2.A成分100重量部に対し、B成分を0.30〜0.50重量部含有することを特徴とする前項1に記載の方法。
3.A成分は、Fe含有量とNa含有量との合計が200ppb以下である前項1または2に記載の方法。
4.B成分は、酸価が1.6〜4.0であり、TGA(熱重量解析)における5%重量減少温度が360℃以上であり、且つNaイオン濃度が10ppm以下であるペンタエリスリトールテトラステアレートである前項1〜3のいずれか1項に記載の方法。
5.ポリカーボネート樹脂組成物が、ポリカーボネート樹脂(A成分)100重量部に対し、さらにヒンダードフェノール系酸化防止剤(C成分)0.01〜0.1重量部、リン系安定剤(D成分)0.01〜0.1重量部、およびエポキシ化合物(E成分)0.003〜0.1重量部を含有してなるポリカーボネート樹脂組成物である前項1〜4のいずれか1項に記載の方法。

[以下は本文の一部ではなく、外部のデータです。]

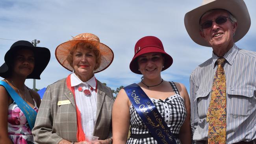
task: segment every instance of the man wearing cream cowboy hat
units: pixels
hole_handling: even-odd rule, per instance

6.C成分は、ペンタエリスリトールテトラキス[3−(3,5−ジ−tert−ブチル−4−ヒドロキシフェニル)プロピオネート]である前項5に記載の方法。
7.D成分は、テトラキス(2,4−ジ−tert−ブチルフェニル)−4,4’−ビフェニレンジホスホナイトである前項5に記載の方法。
【発明の効果】
【0014】
本発明の方法を用いることにより、従来の方法と比べて、酸素存在下における高温長期保持時のポリカーボネート樹脂のゲル化物生成量を大幅に低減させることができる。また、色相および透明性に優れ、異物または欠点の少ない好外観の成形品を得ることができることから、その奏する工業的効果は格別である。
【発明を実施するための形態】
【0015】
以下、本発明を詳細に説明する。
本発明は、ポリカーボネート樹脂組成物からなる粉粒体5,000mgを、アルミ箔上において空気中、温度300℃の条件下で6時間加熱した後、ジクロロメタンに溶解し、孔径10μmのPTFE製メンブランフィルターを通して濾過した際に、フィルター上に捕集されるゲル化物の重量を50mg以下とする方法であって、ポリカーボネート樹脂組成物として、ポリカーボネート樹脂(A成分)100重量部に対し、炭素数16〜22の飽和脂肪酸とペンタエリスリトールとのフルエステル(B成分)0.25〜0.55重量部を含有し、且つ該A成分はFe含有量が200ppb以下およびNa含有量が100ppb以下であるポリカーボネート樹脂組成物を使用することを特徴とするポリカーボネート樹脂のゲル化物の生成を低減する方法である。
【0016】
本発明においては、上記方法でフィルター上に捕集されるゲル化物の重量が50mg以下であり、40mg以下が好ましく、30mg以下がより好ましい。ゲル化物の重量が50mg以下であるポリカーボネート樹脂組成物から得られる成形品は、欠点不良の少ない外観の良好な成形品となり好ましい。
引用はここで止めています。